Friday, May 23, 2008

Non technical updates

I know that I've been spending a lot of time on NetWeaver Identity Center Issues.  Hope it's been of some use to everyone out there.  I'd like to take a few moments and just comment on some things I've been hearing lately.

First of all there's the whole LifeLock deal.  Honestly, most of my initial thoughts were unprintable and more eloquently stated in other parts of the blogosphere.  But I'll leave it at this:  Identity and Credit protection services are only part of the solution.  Basic steps in protecting your authoritative identity information should include not blabbing it to everyone you know on TV, Radio and especially the internet!  Keeping that information private should be nothing less than your first line of defense.  'Nuff said.  Moving on...

A big theme of this blog in its first life was the usefulness, properties and functioning of Virtual Directories.  So it's always with interest that I look to see what Clayton Donley over at Oracle has to say on the topic.  He's one of the few people I've seen who continue the discussion of this IdM tool.

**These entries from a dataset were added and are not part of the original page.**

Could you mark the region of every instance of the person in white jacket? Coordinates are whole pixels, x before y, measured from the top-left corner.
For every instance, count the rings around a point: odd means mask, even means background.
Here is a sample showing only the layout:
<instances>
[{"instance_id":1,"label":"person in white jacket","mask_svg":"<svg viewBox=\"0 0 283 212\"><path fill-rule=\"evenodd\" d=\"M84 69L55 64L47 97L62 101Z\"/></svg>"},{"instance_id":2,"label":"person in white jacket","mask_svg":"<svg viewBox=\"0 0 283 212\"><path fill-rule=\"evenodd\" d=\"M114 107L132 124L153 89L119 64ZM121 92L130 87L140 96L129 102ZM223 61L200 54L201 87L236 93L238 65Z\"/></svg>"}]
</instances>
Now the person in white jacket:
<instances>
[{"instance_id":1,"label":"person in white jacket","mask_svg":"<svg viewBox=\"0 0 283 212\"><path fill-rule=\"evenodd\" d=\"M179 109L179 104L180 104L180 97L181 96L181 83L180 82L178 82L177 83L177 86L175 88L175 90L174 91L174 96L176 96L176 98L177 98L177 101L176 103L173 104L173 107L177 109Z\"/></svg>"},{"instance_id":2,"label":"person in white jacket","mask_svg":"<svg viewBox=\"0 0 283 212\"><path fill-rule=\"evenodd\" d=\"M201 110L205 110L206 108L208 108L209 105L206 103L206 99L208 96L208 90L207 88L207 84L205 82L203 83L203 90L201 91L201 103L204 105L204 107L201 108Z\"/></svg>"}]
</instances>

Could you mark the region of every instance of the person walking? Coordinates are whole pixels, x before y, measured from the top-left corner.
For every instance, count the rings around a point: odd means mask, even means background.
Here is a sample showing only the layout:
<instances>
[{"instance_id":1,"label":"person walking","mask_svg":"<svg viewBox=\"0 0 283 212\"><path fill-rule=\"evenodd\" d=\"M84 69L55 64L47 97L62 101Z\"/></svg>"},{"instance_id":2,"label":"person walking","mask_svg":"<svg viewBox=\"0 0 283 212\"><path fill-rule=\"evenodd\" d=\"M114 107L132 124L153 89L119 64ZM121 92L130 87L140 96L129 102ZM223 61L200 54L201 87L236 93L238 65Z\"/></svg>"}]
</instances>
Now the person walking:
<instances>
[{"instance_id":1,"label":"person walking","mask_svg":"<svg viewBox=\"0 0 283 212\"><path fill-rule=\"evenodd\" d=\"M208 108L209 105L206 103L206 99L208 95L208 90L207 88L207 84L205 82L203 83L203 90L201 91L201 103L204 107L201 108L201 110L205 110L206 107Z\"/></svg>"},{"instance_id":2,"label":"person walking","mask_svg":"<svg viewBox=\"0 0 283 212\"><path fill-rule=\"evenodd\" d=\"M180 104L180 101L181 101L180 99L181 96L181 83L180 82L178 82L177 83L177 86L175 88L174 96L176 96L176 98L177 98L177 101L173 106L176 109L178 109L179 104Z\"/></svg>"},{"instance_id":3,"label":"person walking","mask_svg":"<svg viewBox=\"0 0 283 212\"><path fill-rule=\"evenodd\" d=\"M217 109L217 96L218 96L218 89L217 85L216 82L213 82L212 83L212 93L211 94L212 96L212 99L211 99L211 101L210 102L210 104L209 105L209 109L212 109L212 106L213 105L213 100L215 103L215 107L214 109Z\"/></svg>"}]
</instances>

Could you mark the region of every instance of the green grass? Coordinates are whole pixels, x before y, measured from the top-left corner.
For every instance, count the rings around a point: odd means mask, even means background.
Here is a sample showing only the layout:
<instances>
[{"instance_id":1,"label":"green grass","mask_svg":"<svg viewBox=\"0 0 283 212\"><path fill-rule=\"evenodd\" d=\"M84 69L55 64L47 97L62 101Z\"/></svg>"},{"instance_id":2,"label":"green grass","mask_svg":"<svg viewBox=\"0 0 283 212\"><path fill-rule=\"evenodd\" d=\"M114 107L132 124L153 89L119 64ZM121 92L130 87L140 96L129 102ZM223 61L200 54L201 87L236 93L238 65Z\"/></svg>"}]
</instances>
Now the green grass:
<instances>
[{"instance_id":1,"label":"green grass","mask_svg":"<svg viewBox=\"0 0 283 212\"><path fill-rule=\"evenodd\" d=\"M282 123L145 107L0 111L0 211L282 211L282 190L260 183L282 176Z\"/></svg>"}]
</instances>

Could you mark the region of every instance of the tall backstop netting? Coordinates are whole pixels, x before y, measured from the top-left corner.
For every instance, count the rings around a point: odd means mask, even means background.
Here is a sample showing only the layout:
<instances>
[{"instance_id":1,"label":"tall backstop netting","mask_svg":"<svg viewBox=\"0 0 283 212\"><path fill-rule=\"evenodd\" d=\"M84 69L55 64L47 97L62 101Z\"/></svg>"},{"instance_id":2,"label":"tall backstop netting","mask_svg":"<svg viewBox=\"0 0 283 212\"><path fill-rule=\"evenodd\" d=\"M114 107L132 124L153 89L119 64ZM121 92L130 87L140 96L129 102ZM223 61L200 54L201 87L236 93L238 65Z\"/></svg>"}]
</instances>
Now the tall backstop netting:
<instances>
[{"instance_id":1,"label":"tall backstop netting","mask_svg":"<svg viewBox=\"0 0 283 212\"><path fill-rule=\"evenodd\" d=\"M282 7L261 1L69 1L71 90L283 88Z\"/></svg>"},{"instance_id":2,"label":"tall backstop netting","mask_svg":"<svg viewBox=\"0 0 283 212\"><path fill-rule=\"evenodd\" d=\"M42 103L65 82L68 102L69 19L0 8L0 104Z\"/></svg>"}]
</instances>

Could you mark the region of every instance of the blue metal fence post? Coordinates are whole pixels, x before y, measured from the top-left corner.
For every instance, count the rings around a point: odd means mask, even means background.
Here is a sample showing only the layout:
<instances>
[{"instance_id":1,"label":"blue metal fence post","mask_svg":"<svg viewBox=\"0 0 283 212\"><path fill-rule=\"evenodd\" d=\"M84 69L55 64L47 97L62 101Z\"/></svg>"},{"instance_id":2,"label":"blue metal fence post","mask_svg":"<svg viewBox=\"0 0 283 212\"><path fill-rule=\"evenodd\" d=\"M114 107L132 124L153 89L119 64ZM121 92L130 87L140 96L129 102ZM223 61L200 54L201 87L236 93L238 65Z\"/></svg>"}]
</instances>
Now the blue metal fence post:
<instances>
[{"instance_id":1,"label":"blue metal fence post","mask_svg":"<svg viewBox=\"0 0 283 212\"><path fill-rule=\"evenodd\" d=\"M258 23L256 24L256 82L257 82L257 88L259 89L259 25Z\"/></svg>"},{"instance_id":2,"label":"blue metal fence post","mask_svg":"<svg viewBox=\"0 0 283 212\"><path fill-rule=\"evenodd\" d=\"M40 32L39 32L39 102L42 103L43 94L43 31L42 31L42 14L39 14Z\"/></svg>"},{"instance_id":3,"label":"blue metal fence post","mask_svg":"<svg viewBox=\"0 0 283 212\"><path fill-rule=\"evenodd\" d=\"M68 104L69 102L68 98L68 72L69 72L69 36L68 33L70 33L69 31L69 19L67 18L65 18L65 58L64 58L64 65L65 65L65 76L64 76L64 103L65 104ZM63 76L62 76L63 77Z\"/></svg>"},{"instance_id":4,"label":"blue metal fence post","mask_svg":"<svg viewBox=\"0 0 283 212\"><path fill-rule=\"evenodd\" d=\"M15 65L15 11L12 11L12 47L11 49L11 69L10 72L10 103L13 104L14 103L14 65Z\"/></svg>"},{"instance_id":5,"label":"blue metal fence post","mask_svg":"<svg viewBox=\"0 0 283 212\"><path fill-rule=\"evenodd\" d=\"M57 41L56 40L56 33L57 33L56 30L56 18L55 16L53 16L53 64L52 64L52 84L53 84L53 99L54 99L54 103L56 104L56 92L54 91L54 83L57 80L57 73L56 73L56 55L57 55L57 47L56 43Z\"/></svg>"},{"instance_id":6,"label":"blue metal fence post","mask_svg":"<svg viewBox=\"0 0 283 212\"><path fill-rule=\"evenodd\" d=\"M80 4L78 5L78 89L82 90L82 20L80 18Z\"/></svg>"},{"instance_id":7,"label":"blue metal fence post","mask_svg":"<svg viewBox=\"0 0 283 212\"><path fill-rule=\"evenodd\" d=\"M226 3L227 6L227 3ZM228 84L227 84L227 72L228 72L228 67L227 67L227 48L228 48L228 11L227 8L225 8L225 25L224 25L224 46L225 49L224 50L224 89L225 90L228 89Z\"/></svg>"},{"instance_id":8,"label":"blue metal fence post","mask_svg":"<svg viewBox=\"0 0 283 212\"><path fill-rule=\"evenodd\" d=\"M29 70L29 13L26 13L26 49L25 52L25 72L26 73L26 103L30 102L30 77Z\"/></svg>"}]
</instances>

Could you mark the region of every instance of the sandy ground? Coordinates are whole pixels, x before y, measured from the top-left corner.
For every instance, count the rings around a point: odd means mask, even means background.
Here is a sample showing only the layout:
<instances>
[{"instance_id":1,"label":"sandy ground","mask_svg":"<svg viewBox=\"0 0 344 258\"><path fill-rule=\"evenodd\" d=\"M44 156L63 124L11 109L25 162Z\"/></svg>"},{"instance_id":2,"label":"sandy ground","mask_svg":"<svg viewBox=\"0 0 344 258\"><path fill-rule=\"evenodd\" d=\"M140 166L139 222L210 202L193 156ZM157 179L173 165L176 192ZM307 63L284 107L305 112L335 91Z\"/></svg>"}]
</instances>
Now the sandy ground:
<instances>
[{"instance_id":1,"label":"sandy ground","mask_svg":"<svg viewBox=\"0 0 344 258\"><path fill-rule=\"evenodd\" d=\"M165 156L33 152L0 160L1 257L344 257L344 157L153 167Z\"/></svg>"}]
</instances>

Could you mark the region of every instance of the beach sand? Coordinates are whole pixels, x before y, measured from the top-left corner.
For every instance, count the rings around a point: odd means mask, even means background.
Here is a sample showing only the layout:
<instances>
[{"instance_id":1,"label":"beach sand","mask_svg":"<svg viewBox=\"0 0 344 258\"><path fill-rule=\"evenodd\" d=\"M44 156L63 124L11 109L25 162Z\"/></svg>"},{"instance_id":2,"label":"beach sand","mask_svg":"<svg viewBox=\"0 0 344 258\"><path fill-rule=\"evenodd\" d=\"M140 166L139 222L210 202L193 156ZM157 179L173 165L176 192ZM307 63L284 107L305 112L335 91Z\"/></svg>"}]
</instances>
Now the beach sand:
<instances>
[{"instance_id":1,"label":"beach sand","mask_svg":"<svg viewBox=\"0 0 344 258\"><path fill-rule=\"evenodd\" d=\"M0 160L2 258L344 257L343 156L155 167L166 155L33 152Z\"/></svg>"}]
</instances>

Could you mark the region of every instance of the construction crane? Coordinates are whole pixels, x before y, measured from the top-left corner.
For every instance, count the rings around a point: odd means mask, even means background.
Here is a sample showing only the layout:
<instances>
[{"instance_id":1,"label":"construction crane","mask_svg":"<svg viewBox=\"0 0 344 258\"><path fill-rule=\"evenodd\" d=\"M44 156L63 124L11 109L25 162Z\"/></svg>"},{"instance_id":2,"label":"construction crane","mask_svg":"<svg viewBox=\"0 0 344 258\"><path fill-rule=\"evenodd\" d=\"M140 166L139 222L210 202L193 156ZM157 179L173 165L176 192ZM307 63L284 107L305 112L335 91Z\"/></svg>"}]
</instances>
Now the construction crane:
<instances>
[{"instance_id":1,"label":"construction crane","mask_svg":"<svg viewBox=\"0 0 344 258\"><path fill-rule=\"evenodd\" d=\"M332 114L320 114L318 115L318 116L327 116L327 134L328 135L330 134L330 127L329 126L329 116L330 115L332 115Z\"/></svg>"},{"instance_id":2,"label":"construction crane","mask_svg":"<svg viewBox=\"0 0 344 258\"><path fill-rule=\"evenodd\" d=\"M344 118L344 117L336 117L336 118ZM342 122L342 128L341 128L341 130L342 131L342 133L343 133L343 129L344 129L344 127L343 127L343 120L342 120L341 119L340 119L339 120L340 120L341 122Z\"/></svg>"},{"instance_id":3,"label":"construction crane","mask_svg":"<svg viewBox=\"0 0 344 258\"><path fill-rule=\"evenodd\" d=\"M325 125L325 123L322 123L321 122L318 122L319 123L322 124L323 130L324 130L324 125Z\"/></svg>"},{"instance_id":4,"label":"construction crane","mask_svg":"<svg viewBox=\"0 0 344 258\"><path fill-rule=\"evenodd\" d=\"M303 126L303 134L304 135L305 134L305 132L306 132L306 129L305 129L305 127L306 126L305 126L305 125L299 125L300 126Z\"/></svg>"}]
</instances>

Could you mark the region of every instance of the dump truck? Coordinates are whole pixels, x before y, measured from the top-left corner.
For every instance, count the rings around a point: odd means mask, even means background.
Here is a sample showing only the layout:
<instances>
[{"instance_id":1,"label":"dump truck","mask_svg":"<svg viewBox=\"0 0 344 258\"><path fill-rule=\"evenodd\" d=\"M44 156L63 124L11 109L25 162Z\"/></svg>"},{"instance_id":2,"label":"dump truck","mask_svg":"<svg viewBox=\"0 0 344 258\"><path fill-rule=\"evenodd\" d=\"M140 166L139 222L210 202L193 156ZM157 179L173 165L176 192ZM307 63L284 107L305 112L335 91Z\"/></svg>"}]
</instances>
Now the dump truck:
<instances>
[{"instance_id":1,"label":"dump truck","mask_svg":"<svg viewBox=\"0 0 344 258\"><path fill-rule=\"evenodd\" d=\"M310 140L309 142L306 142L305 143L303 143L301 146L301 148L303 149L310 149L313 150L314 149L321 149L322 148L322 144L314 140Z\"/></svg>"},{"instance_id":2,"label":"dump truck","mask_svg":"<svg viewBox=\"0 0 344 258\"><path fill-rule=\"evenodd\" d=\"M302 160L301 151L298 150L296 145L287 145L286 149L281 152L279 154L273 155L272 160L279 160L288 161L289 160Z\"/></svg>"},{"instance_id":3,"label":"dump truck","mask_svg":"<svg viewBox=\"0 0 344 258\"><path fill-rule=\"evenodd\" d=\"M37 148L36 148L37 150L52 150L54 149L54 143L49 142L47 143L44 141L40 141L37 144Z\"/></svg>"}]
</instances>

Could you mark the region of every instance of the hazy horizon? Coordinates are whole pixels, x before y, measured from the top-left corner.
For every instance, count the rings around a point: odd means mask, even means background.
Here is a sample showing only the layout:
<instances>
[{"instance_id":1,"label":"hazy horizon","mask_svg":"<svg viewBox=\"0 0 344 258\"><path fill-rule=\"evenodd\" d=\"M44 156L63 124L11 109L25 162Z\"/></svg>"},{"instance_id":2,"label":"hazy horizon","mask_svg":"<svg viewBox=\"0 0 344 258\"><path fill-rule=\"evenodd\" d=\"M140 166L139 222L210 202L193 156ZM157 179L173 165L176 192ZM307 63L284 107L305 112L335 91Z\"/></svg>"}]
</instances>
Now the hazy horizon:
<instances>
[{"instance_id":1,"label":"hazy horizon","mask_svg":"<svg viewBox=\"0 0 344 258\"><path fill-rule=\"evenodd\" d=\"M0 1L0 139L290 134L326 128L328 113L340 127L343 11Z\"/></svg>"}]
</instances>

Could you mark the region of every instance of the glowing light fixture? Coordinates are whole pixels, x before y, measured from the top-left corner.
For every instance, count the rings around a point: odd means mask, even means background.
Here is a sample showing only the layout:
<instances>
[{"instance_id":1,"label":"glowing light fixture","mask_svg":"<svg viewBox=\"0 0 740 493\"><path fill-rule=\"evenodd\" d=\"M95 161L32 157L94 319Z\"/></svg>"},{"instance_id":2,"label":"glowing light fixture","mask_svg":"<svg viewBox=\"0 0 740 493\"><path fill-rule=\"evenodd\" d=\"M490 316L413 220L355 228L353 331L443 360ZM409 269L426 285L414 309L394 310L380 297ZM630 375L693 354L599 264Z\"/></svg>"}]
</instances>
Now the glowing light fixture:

That being said, I will get on to disagreeing with some issues in his latest blog posting:  Personal Fire Trucks and Overengineering Identity Solutions. While I whole-heartedly agree with him that many Identity projects are vastly overengineered, I disagree that caching is a factor in this. To paraphrase his story, Clayton likens the use of caching to a person buying their own fire truck in case there is a fire in the home.  

Caching as a whole makes data more ready for access and usage by users and enterprise systems connected to Identity Repositories.  Is caching a personal fire truck?  I don't think so. However, I can see that as a result of poor analysis, design and engineering, caching could be used inappropriately to bolster a failing solution.  

Caching, like all tools can be used for a multitude of purposes, much like a fire truck.  It all comes down to why you are using the cache.  Is it to supplement the solution or carry it?  Too little or too much caching results in poor information and longer, not shorter response times.   It is up to the Identity Architect to decide if the solution needs a fire extinguisher or a fire truck.  Criticizing the Architect for preparing for increased demand, latency and other design considerations is only appropriate if it is improperly used.